[SOLVED] Parallel reduction with single wave

Parallel reduction with single wave

Following these slides https://www.nvidia.com/content/GTC-2010/pdfs/2260_GTC2010.pdf when doing a parallel reduction you should avoid GroupMemoryBarrierWithGroupSync when reducing the last 2*WaveGetLaneCount() elements

for (unsigned int s=groupDim_x/2; s>32; s>>=1) 
{ 
    if (tid < s) sdata[tid] += sdata[tid + s]; 
    GroupMemoryBarrierWithGroupSync(); 
}
if (tid < 32)
{ 
    sdata[tid] += sdata[tid + 32];
    sdata[tid] += sdata[tid + 16];
    sdata[tid] += sdata[tid +  8]; 
    sdata[tid] += sdata[tid +  4];
    sdata[tid] += sdata[tid +  2];
    sdata[tid] += sdata[tid +  1]; 
}

But the problem with this is the compiler doesn't write back to shared memory. It essentially does

if (tid < 32)
{ 
    float ldata = sdata[tid];
    ldata += sdata[tid + 32];
    ldata += sdata[tid + 16];
    ldata += sdata[tid +  8]; 
    ldata += sdata[tid +  4];
    ldata += sdata[tid +  2];
    ldata += sdata[tid +  1];
    sdata[tid] = ldata;
}

https://hlsl.godbolt.org/z/9o4r4nvnc

How to fix? One way is to prefix everything with if (tid < s). Is there anything less hacky?

Side note

With Shader Model 6, you should use the wave intrinsics ~~WaveReadLaneAt and WaveGetLaneIndex~~ WaveActiveSum.

Solution

The simple, but sad, answer is, that this GDC talk is simply outdated and relied on undefined behaviour.

The HLSL specs state:

threadgroup memory is denoted in hlsl with the groupshared keyword. [...] Reads and writes to threadgroup Memory, may occur in any order except as restricted by synchronization intrinsics or other memory annotations.

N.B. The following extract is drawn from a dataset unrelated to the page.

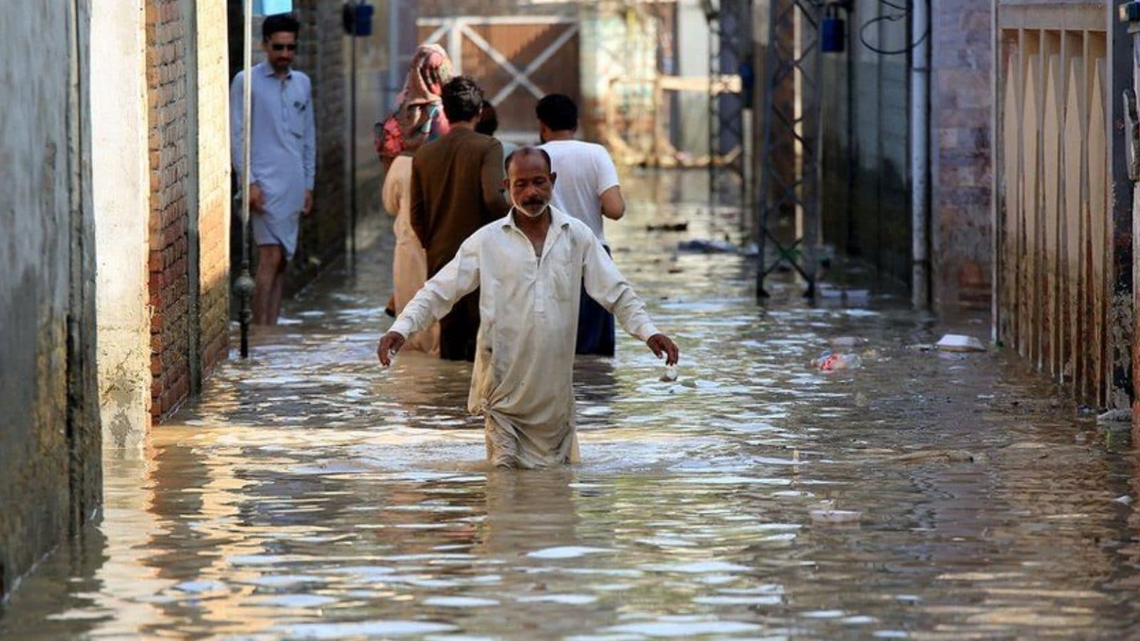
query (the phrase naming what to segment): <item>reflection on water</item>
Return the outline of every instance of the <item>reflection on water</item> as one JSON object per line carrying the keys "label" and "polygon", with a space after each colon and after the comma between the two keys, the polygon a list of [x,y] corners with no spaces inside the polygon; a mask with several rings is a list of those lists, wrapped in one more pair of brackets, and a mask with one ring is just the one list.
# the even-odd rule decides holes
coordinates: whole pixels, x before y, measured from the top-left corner
{"label": "reflection on water", "polygon": [[[106,463],[106,517],[28,577],[6,639],[1033,638],[1140,634],[1127,437],[1074,420],[1001,355],[878,293],[766,308],[691,176],[630,181],[616,259],[682,347],[578,364],[584,463],[482,464],[469,368],[374,347],[391,238],[331,274],[146,455]],[[691,187],[691,188],[690,188]],[[681,194],[681,204],[654,202]],[[723,217],[723,218],[722,218]],[[687,219],[689,235],[645,232]],[[386,220],[374,220],[374,225]],[[739,240],[738,236],[731,236]],[[980,324],[964,330],[985,335]],[[805,367],[834,335],[863,370]],[[975,461],[905,459],[967,451]],[[953,457],[951,457],[953,459]],[[822,508],[862,512],[813,522]]]}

( https://microsoft.github.io/hlsl-specs/specs/hlsl.html )

So without synchronisation through group barriers, or other memory annotations, the compiler is free to do this sort of optimisation. Older dxc versions might not have done this - however, even if dxc doesn't do this kind of optimisation, it might still be done by the driver when creating the pipeline (the AMD driver in particular likes to do this)